According to Avalon Consulting, recovery has been mixed for the auto MSME sector. “Till April-August 2020 there was a lot of distress and some companies survived. Companies that were heavily leveraged had a big problem,” says Subhabrata Sengupta, Executive Director of Avalon Consulting. When the recovery started in July-August, companies struggled to get workers back from their villages. “Now, because of the volumes, some companies may be operating with fewer people than earlier. The sector will have to be the engine of employment generation. Fundamentally, the growth slowdown can be only corrected by increasing demand, not by supply side initiatives,” says Sengupta.

Photo: Jignesh Mistry

While Chakan has geographical advantages such as proximity to Mumbai and accessibility to ports, MSME businessmen from Chakan, Talegaon, Ranjangaon, and adjoining areas have long demanded that the planned international airport in Pune should be in Chakan. This will not only help them in exports but also make it more accessible. Apparently, many big companies invested in this area on the assumption that Chakan will have an international airport, but now there are reports of it being shifted to Purandar.

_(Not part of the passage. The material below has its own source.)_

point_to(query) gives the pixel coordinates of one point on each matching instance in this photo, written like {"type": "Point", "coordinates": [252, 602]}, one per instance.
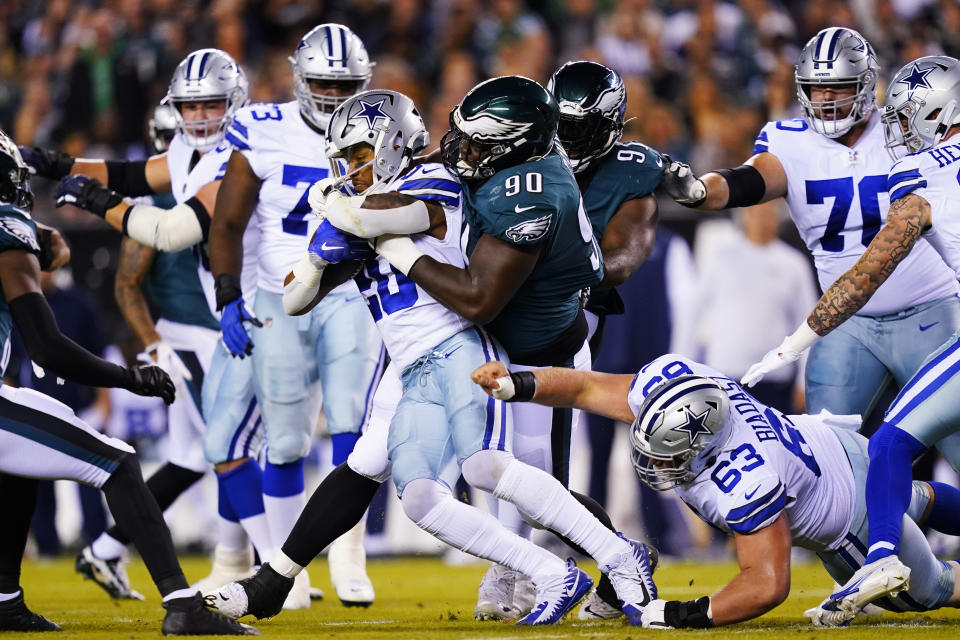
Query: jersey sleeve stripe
{"type": "Point", "coordinates": [765, 517]}
{"type": "Point", "coordinates": [746, 510]}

“We feel cheated. MNCs that invested here 10-15 years ago were told that there will be an international airport for global leaders to come, and cargo facilities taken care of, but that has not happened. It’s very inefficient for them to sustain like this at an auto manufacturing hub contributing lakhs of crores of revenues,” says Dilip Batwal, Secretary of Federation of Chakan Industries.

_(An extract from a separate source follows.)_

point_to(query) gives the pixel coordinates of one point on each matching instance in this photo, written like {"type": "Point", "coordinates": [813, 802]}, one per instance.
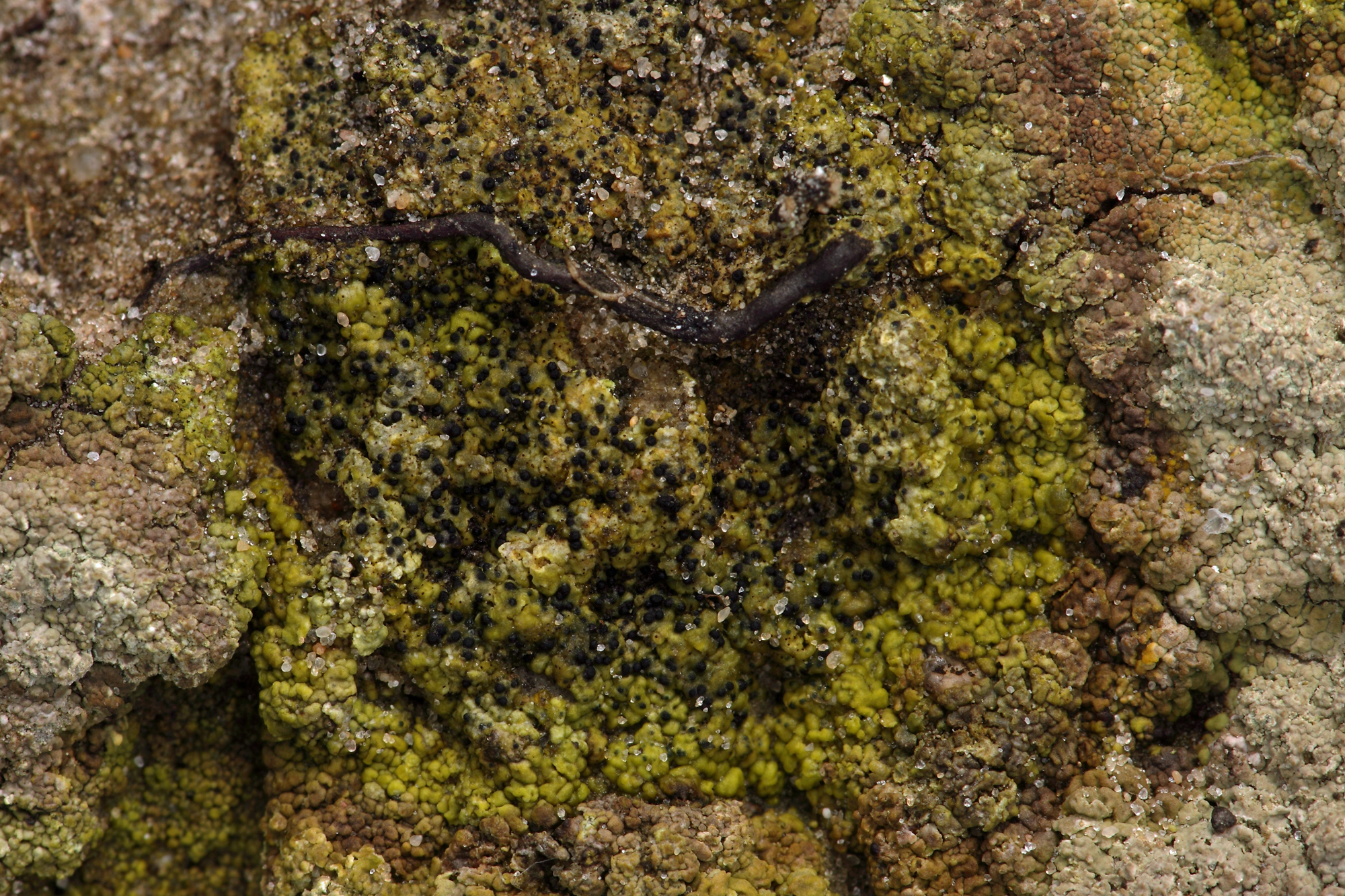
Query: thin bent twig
{"type": "Point", "coordinates": [672, 319]}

There are other challenges as well. Badve says local political interference hampers smooth operations, and “labour availability and repeatability during peak volumes has been a persistent issue for all industries in this belt. Infrastructure revamp (quick mode of transportation like metro or monorail) is now the need of the hour considering the large scale of industrialisation and the associated footfall”.

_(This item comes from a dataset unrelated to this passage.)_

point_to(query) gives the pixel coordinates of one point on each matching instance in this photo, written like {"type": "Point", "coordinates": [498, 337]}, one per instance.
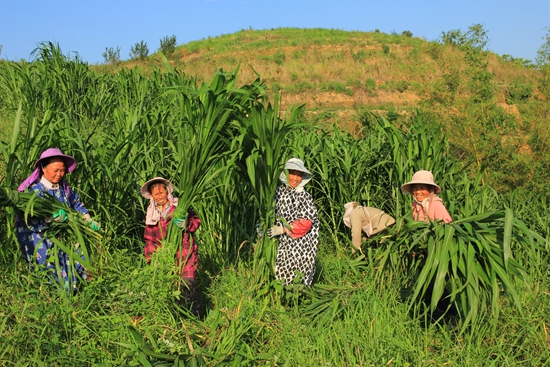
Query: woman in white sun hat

Batwal welcomes the Centre’s Rs 76,000-crore scheme to boost semiconductor manufacturing in India. The Ministry of Heavy Industries had also announced that a total of 115 automobile and automobile-related ancillary companies filed for the Production Linked Incentive (PLI) Scheme. But the bummer has been that “the bar to qualify for the scheme has been set too high; SMEs do not come up to that standard and size. So, it has been disappointing”, says Divgi.

The way forward for MSMEs is to not only depend on government schemes and incentives, the companies feel, but also to adapt to the fast technological developments happening in the automotive sector. And Pune’s auto MSMEs are possibly best placed to take these challenges head-on.